In 1923, Louis De Broglie suggested that matter experiences duality. He explained that each and every particle of matter has momentum and wavelength associated with it.
The Theories of Wave-Particle Duality
Both light and matter hold particles and hold characteristics of a wave. In short, light and matter can be represented in the form of wave nature of light and particle nature. In the early 19th century, physicists proposed various theories of the particle-wave duality of light. Most researchers found out that in various cases, waves behave like particles, and particles behave like waves. This phenomenon of duality brought forward various theories.
Following are some of the theories:
The De Broglie Wavelength
Louis de Broglie suggested that matter can also exhibit the duality of wave particles. This was proved when the different beams of electrons, as well as neutrons, passed through a crystal, and various diffraction patterns were observed.
He also theorised that matter has a certain momentum along with a wavelength that is associated with it:
λ = h/p.
λ= This refers to the associated wavelength
p = This refers to momentum
h= Planck’s constant
This equation is also applicable to a photon. He explains that small objects also exhibit matter-like properties. Also, other theories substantiated this proof that waves, as well as particles, can overlap.
The Huygens Wave Theory
This theory was proposed by Huygens in 1678. This theory suggested that every point of light waveform can be considered a source of spherical waves. This theory has assisted in the development of the wave theory of light theorised by other physicists such as Kirchhoff.
The Corpuscular Theory by Newton
According to this theory, Newton defined light to be made up of certain corpuscles. These corpuscles of light travel in a straight line. The theory or law of reflection also justifies that the wave-like nature of light bounces to a planar surface on reflection.
However, it has been observed in refraction that light generally travels in a much denser material, which explains the particle nature of light.
Quantum Property of Light
Light also exhibits certain properties on the quantum scale of atoms, which proves the photoelectric effect. This explains the particle treatment for refraction of light: a sufficient localization of energy must be ejected from a surface.

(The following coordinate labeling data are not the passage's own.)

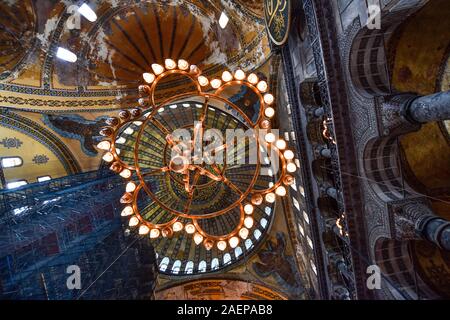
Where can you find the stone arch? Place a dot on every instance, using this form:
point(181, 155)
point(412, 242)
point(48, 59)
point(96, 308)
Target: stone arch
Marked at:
point(369, 63)
point(399, 277)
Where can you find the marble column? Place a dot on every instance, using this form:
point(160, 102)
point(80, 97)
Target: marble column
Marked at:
point(415, 220)
point(406, 112)
point(435, 107)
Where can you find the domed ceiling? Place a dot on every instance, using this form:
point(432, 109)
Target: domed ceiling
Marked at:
point(17, 32)
point(178, 254)
point(128, 37)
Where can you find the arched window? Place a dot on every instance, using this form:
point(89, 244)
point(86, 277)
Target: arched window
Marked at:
point(128, 130)
point(308, 239)
point(263, 222)
point(189, 267)
point(305, 216)
point(10, 162)
point(164, 263)
point(176, 267)
point(226, 258)
point(215, 264)
point(237, 252)
point(121, 140)
point(248, 244)
point(302, 231)
point(16, 184)
point(44, 178)
point(202, 266)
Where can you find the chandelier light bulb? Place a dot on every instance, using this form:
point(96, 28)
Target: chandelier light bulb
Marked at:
point(270, 137)
point(226, 76)
point(288, 155)
point(157, 68)
point(167, 232)
point(198, 238)
point(248, 208)
point(194, 69)
point(257, 199)
point(262, 86)
point(128, 131)
point(252, 78)
point(248, 222)
point(208, 244)
point(243, 233)
point(265, 124)
point(190, 228)
point(221, 245)
point(289, 180)
point(239, 75)
point(281, 144)
point(127, 211)
point(108, 157)
point(133, 222)
point(183, 64)
point(270, 197)
point(291, 167)
point(170, 64)
point(215, 83)
point(130, 187)
point(281, 191)
point(154, 233)
point(203, 81)
point(125, 173)
point(269, 112)
point(144, 229)
point(268, 98)
point(104, 145)
point(177, 226)
point(233, 242)
point(148, 77)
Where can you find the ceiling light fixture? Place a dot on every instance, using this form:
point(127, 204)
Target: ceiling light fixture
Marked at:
point(87, 12)
point(66, 55)
point(223, 20)
point(247, 201)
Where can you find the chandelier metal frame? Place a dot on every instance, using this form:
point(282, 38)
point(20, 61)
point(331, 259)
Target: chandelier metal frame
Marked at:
point(115, 126)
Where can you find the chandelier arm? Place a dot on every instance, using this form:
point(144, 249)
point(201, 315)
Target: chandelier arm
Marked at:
point(231, 234)
point(144, 221)
point(281, 176)
point(172, 72)
point(251, 87)
point(191, 194)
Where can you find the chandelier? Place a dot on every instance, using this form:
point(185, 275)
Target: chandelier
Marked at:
point(188, 171)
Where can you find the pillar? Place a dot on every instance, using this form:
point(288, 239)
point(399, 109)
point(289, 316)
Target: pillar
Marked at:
point(416, 220)
point(435, 107)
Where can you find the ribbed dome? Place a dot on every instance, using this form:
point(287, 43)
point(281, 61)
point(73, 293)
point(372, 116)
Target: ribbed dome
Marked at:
point(17, 30)
point(210, 196)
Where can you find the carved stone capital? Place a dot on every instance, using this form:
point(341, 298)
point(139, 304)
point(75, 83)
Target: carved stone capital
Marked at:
point(413, 219)
point(391, 114)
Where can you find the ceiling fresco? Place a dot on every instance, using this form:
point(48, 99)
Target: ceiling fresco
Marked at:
point(219, 289)
point(17, 35)
point(423, 70)
point(51, 110)
point(127, 38)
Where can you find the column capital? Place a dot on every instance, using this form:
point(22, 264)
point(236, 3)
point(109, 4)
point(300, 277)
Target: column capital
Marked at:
point(413, 219)
point(408, 217)
point(392, 114)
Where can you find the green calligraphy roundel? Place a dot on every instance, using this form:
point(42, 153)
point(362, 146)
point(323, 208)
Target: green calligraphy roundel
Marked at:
point(277, 14)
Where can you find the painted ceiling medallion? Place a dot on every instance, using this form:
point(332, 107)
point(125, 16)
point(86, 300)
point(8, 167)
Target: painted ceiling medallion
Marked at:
point(192, 175)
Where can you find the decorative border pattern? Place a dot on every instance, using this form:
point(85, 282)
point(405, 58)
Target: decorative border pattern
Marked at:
point(14, 121)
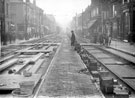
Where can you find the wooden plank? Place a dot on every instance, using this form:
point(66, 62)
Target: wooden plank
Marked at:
point(8, 64)
point(33, 51)
point(36, 57)
point(11, 82)
point(122, 70)
point(36, 66)
point(6, 58)
point(18, 69)
point(50, 48)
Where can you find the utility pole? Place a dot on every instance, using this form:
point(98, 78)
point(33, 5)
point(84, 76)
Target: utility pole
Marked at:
point(3, 38)
point(82, 23)
point(76, 22)
point(26, 20)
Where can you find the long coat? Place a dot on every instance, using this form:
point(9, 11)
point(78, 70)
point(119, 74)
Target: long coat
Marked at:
point(72, 39)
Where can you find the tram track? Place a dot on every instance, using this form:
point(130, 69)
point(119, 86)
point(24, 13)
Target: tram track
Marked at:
point(33, 59)
point(121, 69)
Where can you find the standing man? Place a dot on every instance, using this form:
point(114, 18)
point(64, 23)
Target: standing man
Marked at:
point(72, 38)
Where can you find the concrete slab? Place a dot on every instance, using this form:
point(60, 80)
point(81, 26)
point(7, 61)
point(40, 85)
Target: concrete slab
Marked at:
point(65, 79)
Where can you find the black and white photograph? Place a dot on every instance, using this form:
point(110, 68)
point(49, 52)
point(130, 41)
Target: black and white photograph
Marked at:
point(67, 48)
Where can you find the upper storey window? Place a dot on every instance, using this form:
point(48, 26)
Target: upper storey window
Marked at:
point(125, 1)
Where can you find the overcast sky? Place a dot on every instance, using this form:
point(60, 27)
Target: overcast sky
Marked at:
point(63, 10)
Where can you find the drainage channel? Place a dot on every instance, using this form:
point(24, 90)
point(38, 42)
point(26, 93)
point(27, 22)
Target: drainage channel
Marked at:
point(113, 74)
point(21, 74)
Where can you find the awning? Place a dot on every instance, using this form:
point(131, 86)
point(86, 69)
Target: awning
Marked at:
point(91, 23)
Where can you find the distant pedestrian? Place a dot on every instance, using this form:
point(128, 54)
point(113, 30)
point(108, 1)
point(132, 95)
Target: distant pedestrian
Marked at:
point(72, 38)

Planck’s Wave-Particle Duality
The first experiment that was conducted related to Wave-Particle duality was conducted by German Physicist Max Planck. With the help of a blackbody radiator, Planck explained the equation regarding the small amount of energy that can be changed to light.
E= hv
Here h refers to the Planck’s constant, which is 6.626 x 10-34 J.S, where v is the frequency.
In 1905, Einstein said that Planck’s discrete energies are available in various packets of energy, which are known as photons. The energy of a system in totality is equal to the sum of potential energy as well as kinetic energy; it is also important to note that here the Law of Conservation of energy is applicable.

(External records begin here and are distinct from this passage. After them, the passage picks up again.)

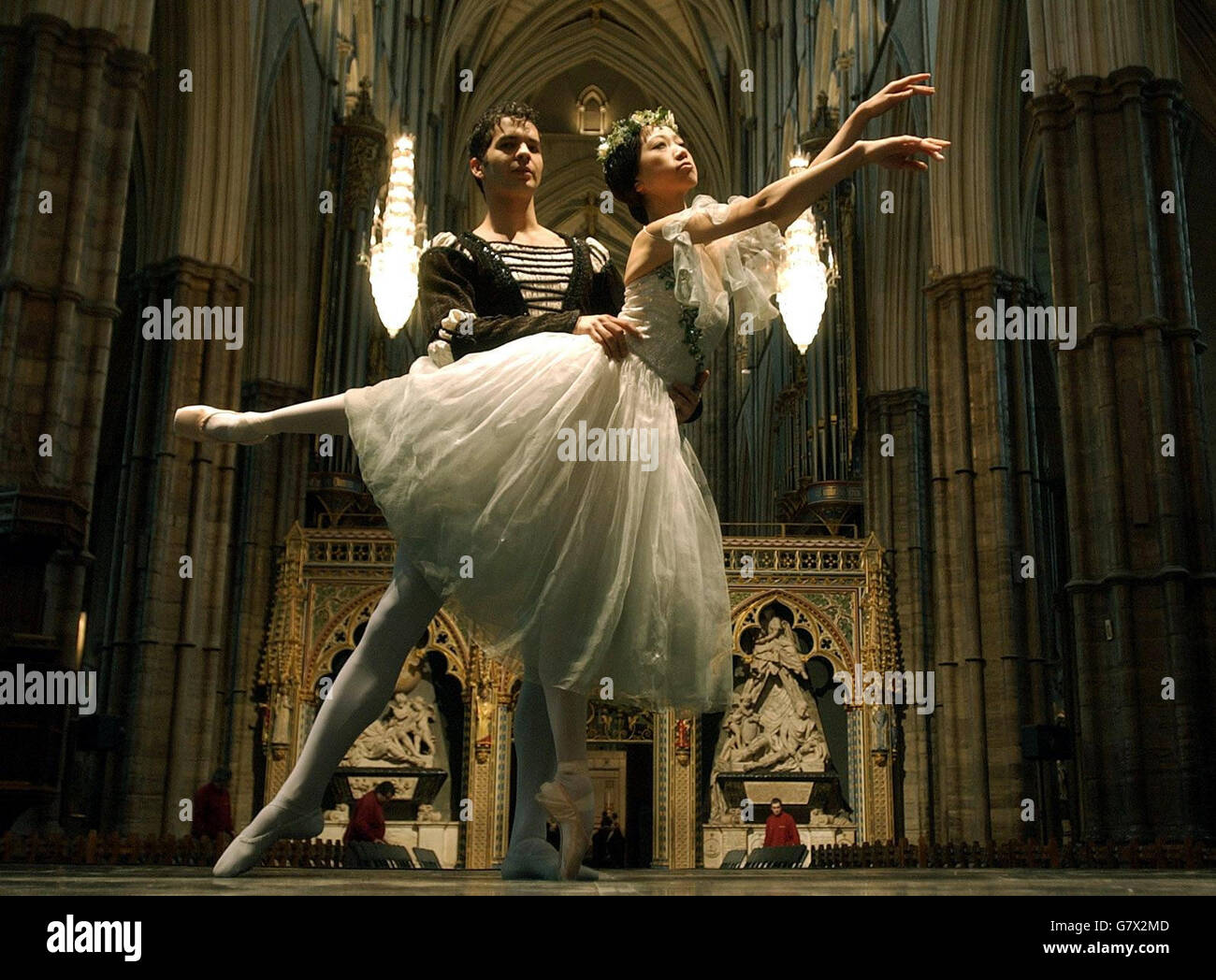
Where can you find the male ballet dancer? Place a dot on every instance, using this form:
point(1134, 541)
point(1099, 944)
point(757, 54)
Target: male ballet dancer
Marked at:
point(511, 278)
point(506, 280)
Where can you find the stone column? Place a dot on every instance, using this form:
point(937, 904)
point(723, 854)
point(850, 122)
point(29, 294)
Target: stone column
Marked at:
point(1139, 490)
point(64, 168)
point(169, 632)
point(898, 512)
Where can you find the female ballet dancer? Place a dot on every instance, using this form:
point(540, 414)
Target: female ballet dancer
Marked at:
point(543, 491)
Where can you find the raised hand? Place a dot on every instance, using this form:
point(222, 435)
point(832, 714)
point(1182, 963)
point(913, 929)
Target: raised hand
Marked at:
point(894, 93)
point(685, 397)
point(896, 152)
point(608, 331)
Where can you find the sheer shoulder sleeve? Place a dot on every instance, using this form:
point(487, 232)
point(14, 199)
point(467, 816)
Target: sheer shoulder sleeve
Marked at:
point(742, 267)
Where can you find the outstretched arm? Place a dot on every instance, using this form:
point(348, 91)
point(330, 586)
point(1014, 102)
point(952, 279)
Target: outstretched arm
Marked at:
point(886, 98)
point(783, 199)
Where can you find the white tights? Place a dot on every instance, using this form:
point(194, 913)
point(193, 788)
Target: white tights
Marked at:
point(550, 722)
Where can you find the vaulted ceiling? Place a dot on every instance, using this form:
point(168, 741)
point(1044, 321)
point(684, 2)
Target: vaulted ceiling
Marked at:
point(639, 52)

Einstein explains the photoelectric effect: the photon energy absorbed by one or more electrons in any metal results from what the electron can eject if the energy of the photon is greater than that of the threshold energy.
The threshold energy is the amount of energy that is needed to be ejected from an electron, and this is known as the work function.
Now
E= hv
However, we can rewrite the equation to show that the total energy is equal to the summation of Φ and kinetic energy.
E = Φ + KE = hv
Now the photoelectric effect shows that light behaves in the way of a photon or a particle that is packed with energy. In other ways, we can say that light waves behave like particles.
As per the Particle theory of light, the energy of light increases to a discrete as well as finite value until λ is zero, which practically never occurs.
Wave-Particle Duality Equation
As both the particle as well as wave theory of light explains the major property of light, let us understand how the equation was derived.
So
E = hv = hc/λ—-(1)
Now
λ=hc/E—– (2)
and
p = E/c = mv
That is P: This is the momentum of the object
M – This is the mass of the object
V – This is the velocity of the object.
So, we can say
λ = hc/mvc = h/mv
This equation states that all objects that move are coupled with a mass and a wavelength, which we often refer to as the de Broglie wavelength. However, these wavelengths can be seen with an object that has a really small mass.
This relationship was further established by experiments of other physicists such as Davisson and Germer, where the wavelength of various electrons that gave various diffraction patterns was the same as that for the wavelength predicted by the relationship established by de Broglie.
Conclusion
Both light and matter hold particles and hold characteristics of a wave. In short, light and matter can be represented in the form of wave nature of light and particle nature. Thus, these were some theories that were postulated that confirmed that light exhibits wave-particle duality and how the de Broglie equation comes into place.